If you are interested in the paternity of individual offspring we can look at the output of the prob_paternity method of sibshipCluster objects. This returns a matrix with a row for every offspring and a column for every candidate, plus an extra column for absent fathers.


In [32]:
sc.prob_paternity().shape


Out[32]:
(15, 1001)

Rows sum to one, so each row can be interpreted as a Dirichlet distribution:


In [44]:
np.exp(sc.prob_paternity()).sum(axis=1)


Out[44]:
array([1., 1., 1., 1., 1., 1., 1., 1., 1., 1., 1., 1., 1., 1., 1.])

This is similar to patlik.prob_array() in that each element is interpreted as the probability of that the offspring in a given row was sired by the father in a given column, except that the elements in the matrix are now averaged over partition structures. For example, compare the rows for the first five offspring, who are all full siblings, for the first three candidates before and after clustering into sibships:


In [46]:
# Before
patlik.prob_array()[:5, :3]


Out[46]:
array([[-3.38800429e+01, -1.40506263e-01, -3.16818671e+01],
       [-2.86253234e+01, -3.09240212e-03, -3.13437568e+01],
       [-3.96961398e+01, -1.51388217e-01, -3.16927491e+01],
       [-3.30893781e+01, -3.77506793e-02, -2.56419899e+01],
       [-2.81879852e+01, -2.53663440e-01, -3.24829336e+01]])

In [47]:
# After 
sc.prob_paternity()[:5, :3]


Out[47]:
array([[-1.02401752e+02, -1.11022302e-16, -9.54746212e+01],
       [-1.02401752e+02, -1.11022302e-16, -9.54746212e+01],
       [-4.66844966e+01, -1.29615385e-04, -3.86811058e+01],
       [-1.02401752e+02, -1.11022302e-16, -9.54746212e+01],
       [-2.96039788e+01, -5.59067869e-02, -3.38989272e+01]])

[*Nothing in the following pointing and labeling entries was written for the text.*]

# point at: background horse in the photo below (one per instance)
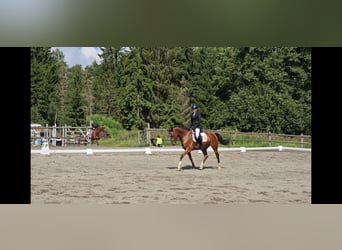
(185, 136)
(96, 134)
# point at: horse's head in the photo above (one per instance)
(173, 136)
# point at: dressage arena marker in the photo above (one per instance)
(46, 151)
(148, 151)
(89, 151)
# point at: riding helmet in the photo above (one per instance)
(194, 106)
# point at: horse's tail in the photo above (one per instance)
(223, 141)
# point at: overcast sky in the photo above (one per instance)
(80, 55)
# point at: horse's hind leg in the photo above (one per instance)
(218, 158)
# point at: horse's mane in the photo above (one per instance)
(179, 126)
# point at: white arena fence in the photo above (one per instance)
(45, 150)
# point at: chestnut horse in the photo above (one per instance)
(96, 134)
(186, 137)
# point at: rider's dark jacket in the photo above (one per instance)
(195, 120)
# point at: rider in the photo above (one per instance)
(195, 124)
(92, 127)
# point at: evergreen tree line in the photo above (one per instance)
(258, 89)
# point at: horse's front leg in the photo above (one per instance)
(205, 153)
(187, 151)
(190, 157)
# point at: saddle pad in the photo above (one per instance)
(204, 137)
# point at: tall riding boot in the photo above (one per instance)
(199, 141)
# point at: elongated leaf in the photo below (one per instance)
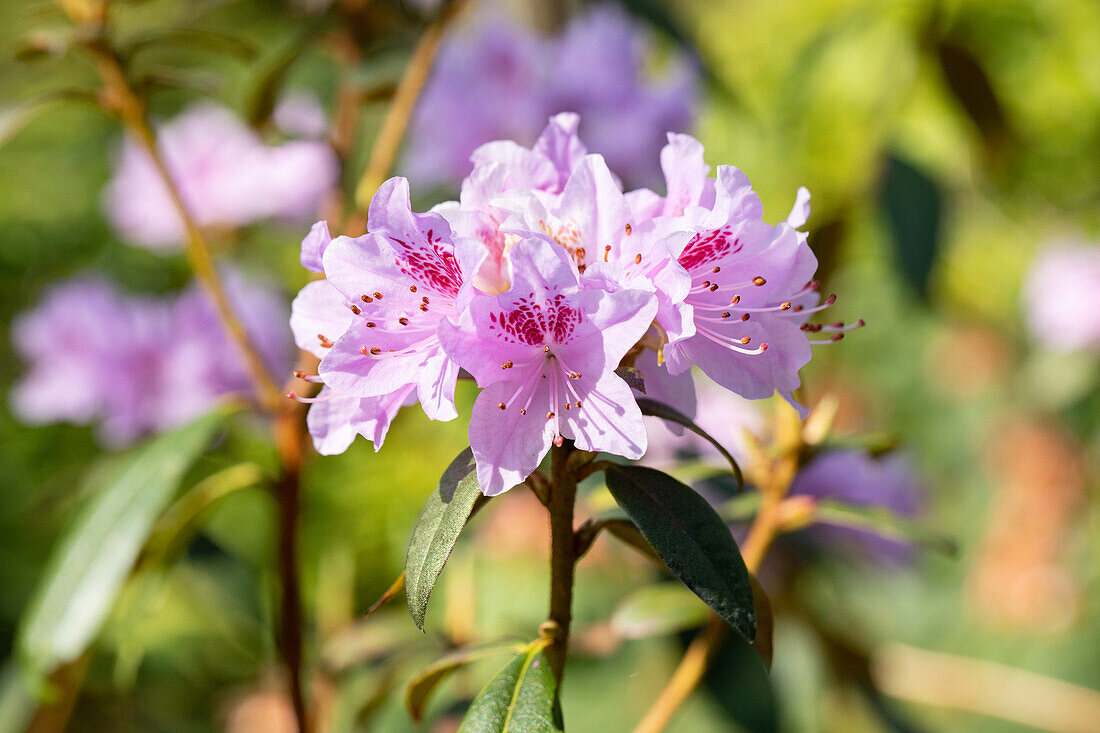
(655, 408)
(765, 643)
(882, 522)
(692, 539)
(520, 699)
(658, 611)
(436, 532)
(425, 682)
(100, 546)
(913, 206)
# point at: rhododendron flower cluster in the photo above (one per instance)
(496, 79)
(138, 364)
(224, 172)
(540, 282)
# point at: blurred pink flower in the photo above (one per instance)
(226, 174)
(1062, 297)
(136, 364)
(497, 80)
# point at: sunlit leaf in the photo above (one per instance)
(520, 699)
(437, 529)
(692, 539)
(655, 408)
(658, 611)
(425, 682)
(100, 546)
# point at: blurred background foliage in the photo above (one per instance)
(944, 143)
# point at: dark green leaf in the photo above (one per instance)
(436, 532)
(660, 409)
(191, 37)
(882, 522)
(913, 206)
(425, 682)
(520, 699)
(692, 539)
(765, 643)
(265, 89)
(99, 548)
(633, 376)
(658, 611)
(622, 528)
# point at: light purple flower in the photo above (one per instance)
(136, 364)
(502, 166)
(539, 282)
(856, 478)
(373, 321)
(545, 354)
(226, 175)
(1062, 297)
(497, 80)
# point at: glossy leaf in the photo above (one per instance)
(655, 408)
(912, 204)
(425, 682)
(692, 539)
(658, 611)
(436, 532)
(101, 545)
(633, 376)
(520, 699)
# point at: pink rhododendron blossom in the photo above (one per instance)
(495, 79)
(541, 280)
(502, 166)
(856, 478)
(138, 364)
(1062, 297)
(545, 353)
(226, 175)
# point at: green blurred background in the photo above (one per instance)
(944, 143)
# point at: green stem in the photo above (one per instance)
(562, 554)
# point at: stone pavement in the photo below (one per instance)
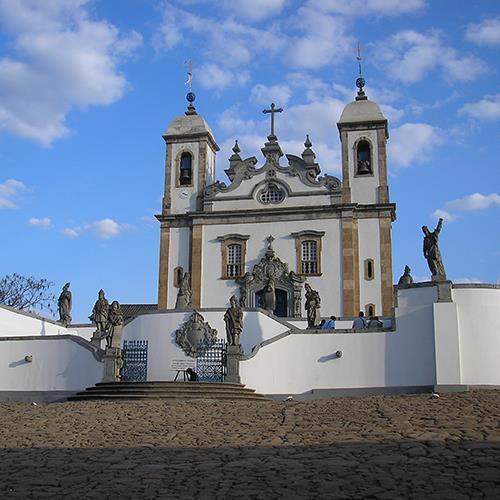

In both cases you can see that the mother has low support as a father (left-most column), and the true father (middle column) has the highest support (these are log probabilities, so negative values closest to zero reflect stronger support). However, comparing the two show the added power gained from incorporating information about sibling relationships into identifying the fathers; log probabilties for the true father are orders of magnitude smaller in the second array than the first.